Кумов отнял от губ сигарету, с горьким сожалением посмотрел на ее остаток и, расставшись с ней, долго задерживал дыхание, чтобы не выпустить последний глоток дыма.
— Тьфу, черт! Противно смотреть! На, докуривай! — сказал Баграмов, возвращая ему сигарету после второй затяжки.

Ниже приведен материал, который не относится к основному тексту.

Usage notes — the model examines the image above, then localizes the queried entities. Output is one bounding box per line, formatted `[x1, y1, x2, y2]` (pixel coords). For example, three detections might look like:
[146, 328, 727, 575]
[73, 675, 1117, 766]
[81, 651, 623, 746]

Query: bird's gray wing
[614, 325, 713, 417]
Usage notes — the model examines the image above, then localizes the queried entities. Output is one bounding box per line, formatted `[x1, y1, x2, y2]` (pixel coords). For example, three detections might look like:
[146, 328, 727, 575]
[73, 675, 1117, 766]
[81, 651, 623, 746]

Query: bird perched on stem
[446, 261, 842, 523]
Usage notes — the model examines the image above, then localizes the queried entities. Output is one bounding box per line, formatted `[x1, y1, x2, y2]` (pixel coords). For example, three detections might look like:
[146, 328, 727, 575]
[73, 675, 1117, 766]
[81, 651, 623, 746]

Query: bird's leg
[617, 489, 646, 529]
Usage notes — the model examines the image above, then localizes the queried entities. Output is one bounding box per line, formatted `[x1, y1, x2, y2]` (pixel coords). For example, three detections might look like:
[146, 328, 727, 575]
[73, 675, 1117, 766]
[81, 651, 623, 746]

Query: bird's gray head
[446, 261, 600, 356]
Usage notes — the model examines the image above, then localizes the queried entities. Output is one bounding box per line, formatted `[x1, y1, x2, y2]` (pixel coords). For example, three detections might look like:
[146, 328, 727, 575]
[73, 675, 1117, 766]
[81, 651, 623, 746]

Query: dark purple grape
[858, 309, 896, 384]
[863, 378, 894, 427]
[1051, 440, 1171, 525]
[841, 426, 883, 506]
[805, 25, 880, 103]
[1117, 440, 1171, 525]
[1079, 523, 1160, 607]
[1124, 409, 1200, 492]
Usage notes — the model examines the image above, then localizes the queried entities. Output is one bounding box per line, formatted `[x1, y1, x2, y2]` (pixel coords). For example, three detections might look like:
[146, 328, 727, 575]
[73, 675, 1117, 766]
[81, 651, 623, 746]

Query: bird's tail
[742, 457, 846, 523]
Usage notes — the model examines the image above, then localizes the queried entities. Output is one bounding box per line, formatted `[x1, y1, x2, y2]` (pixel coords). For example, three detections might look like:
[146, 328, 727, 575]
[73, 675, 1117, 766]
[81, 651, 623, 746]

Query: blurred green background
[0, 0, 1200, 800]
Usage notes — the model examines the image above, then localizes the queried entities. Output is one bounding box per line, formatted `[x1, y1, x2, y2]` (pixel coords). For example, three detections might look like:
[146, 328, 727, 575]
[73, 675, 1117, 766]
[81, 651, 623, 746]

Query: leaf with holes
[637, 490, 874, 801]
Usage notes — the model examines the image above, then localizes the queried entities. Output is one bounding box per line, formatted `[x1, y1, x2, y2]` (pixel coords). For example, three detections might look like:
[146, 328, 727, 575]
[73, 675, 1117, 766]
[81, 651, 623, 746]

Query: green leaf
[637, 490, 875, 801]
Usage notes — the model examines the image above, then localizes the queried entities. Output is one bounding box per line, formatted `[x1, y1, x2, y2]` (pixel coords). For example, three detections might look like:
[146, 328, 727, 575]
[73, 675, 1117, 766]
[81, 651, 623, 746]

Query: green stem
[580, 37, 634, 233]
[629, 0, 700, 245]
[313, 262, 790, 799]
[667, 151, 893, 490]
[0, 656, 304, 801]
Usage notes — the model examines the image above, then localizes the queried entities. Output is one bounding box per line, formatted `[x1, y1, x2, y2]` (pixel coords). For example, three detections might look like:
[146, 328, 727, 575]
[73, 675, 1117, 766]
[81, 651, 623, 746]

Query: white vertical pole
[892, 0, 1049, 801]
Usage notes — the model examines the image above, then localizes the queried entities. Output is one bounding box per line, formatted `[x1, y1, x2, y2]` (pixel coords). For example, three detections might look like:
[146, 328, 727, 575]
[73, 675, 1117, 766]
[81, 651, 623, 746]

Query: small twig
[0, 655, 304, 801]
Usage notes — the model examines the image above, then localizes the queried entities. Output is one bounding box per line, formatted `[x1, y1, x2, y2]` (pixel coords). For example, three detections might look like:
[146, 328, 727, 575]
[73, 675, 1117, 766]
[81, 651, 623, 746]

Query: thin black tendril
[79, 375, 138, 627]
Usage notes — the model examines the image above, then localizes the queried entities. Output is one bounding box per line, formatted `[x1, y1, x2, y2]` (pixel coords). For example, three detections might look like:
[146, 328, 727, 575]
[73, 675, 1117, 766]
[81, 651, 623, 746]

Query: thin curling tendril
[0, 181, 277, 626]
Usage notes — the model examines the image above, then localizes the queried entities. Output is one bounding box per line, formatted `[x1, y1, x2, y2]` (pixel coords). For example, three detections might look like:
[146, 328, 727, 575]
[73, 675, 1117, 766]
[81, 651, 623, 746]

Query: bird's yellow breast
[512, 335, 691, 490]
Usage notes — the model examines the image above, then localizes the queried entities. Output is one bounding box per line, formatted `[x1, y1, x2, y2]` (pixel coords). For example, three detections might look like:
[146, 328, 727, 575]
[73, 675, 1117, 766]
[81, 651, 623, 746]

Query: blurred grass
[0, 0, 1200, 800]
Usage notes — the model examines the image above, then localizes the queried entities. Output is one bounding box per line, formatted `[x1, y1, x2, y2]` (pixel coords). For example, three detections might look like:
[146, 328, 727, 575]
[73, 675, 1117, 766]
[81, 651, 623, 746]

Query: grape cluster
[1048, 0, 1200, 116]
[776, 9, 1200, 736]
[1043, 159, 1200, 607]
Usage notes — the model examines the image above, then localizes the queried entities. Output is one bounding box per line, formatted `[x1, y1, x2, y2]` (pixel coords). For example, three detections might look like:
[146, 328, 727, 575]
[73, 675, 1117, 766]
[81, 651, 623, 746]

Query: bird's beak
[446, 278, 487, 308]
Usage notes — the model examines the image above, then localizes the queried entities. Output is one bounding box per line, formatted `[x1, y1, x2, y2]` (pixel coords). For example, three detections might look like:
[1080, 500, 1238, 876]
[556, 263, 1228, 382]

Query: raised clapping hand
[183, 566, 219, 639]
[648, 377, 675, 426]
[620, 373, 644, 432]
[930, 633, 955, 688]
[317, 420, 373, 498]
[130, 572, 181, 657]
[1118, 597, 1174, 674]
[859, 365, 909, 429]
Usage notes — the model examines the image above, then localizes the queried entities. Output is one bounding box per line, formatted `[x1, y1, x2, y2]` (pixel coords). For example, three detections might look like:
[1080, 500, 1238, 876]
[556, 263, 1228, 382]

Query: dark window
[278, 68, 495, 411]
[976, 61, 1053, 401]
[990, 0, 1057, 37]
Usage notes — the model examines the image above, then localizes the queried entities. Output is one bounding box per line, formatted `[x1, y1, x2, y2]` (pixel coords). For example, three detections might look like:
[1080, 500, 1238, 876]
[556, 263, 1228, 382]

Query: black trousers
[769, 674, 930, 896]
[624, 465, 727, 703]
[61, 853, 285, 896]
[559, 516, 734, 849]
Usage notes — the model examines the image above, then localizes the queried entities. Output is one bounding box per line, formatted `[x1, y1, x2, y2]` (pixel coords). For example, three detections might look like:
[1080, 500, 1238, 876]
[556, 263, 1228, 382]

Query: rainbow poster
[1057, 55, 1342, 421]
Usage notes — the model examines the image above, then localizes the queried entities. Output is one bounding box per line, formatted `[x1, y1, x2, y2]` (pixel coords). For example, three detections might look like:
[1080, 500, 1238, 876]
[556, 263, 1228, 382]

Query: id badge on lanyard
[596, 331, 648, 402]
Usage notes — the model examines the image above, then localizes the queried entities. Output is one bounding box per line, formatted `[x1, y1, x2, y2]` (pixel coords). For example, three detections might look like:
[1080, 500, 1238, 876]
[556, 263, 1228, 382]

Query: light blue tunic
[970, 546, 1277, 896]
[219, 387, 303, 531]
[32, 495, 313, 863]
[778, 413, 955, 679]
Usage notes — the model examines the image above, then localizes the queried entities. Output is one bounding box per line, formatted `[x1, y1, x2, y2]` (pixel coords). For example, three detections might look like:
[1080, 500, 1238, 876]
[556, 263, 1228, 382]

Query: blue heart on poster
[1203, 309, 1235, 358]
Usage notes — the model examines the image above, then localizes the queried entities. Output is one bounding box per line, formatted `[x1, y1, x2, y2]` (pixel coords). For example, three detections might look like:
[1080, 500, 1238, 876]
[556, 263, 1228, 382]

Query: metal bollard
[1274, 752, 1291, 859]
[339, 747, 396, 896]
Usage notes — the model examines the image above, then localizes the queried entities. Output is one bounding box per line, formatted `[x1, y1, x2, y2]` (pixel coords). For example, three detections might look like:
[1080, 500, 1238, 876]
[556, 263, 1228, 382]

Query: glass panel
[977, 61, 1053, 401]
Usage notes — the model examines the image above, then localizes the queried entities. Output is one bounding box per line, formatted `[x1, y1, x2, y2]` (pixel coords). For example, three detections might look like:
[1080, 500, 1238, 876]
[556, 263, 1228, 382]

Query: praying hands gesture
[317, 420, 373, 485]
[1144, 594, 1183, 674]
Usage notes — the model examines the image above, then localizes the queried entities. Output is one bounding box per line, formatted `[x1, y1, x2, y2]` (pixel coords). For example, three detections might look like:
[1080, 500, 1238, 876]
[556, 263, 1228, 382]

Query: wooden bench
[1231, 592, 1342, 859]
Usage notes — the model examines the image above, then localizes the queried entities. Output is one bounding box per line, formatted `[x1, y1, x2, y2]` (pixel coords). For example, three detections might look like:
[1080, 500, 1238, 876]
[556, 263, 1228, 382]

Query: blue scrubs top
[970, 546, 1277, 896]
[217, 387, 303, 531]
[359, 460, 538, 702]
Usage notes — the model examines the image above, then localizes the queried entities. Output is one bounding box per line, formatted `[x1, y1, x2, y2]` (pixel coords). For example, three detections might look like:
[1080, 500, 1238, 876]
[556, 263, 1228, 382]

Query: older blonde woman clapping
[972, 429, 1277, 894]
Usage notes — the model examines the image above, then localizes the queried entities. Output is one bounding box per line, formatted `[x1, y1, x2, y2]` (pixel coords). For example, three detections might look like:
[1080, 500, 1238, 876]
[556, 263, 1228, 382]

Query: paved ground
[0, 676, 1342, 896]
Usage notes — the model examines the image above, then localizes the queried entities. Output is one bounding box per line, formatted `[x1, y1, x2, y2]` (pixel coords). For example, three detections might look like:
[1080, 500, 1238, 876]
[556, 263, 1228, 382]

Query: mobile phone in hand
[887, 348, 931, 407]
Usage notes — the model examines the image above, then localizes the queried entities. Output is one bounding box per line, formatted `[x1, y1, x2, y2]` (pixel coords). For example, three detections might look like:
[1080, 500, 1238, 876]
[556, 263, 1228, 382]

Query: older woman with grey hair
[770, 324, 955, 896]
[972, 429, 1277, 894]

Кумов жадно схватился за куцый дымящийся кончик, который уже обжигал и пальцы и губы.
— Вот когда мне предъявят «аптечки» и скажут, что есть свидетели моего авторства, — продолжал Емельян, — когда дадут очную ставку с предателем, который скажет, что я его «совратил в коммунизм», когда он заявит, что я ему приказал уничтожить такого-то сукина сына... Словом, когда станет ясно, что нас окружили и выхода нет, тогда я скажу им: «Да, я коммунист, и потому больше вы не услышите от меня ни слова». А пока нам надо разрушить их обвинения... В первый момент, когда рыжий начал вычитывать список моих «прегрешений», я думал — конец. А потом, когда они стали играть свой наивный спектакль, понял, что до серьезного дело еще не дошло. Твой рассказ о допросе мне подтвердил то же самое: либо они ожидают еще каких-то улик, разучают захваченные бумаги, да мало ли что... Либо поторопились с арестом, не дав себе даже труда последить за нами после доноса.
— Да... в общем похоже, — неопределенно согласился Кумов.
— А знаешь, Николай Федорович, видимо, нас с тобою не разъединят. Скованы мы достаточно крепко. Ну, а все-таки вдруг разделят... Давай уж условимся, что переменим тактику только тогда, когда будем плотно приперты к стенке. Ведь на нас с тобой лежит еще самое главное дело, не доведенное до конца. Чтобы доделать его, нам нужно выйти отсюда и снова попасть в свой лагерь.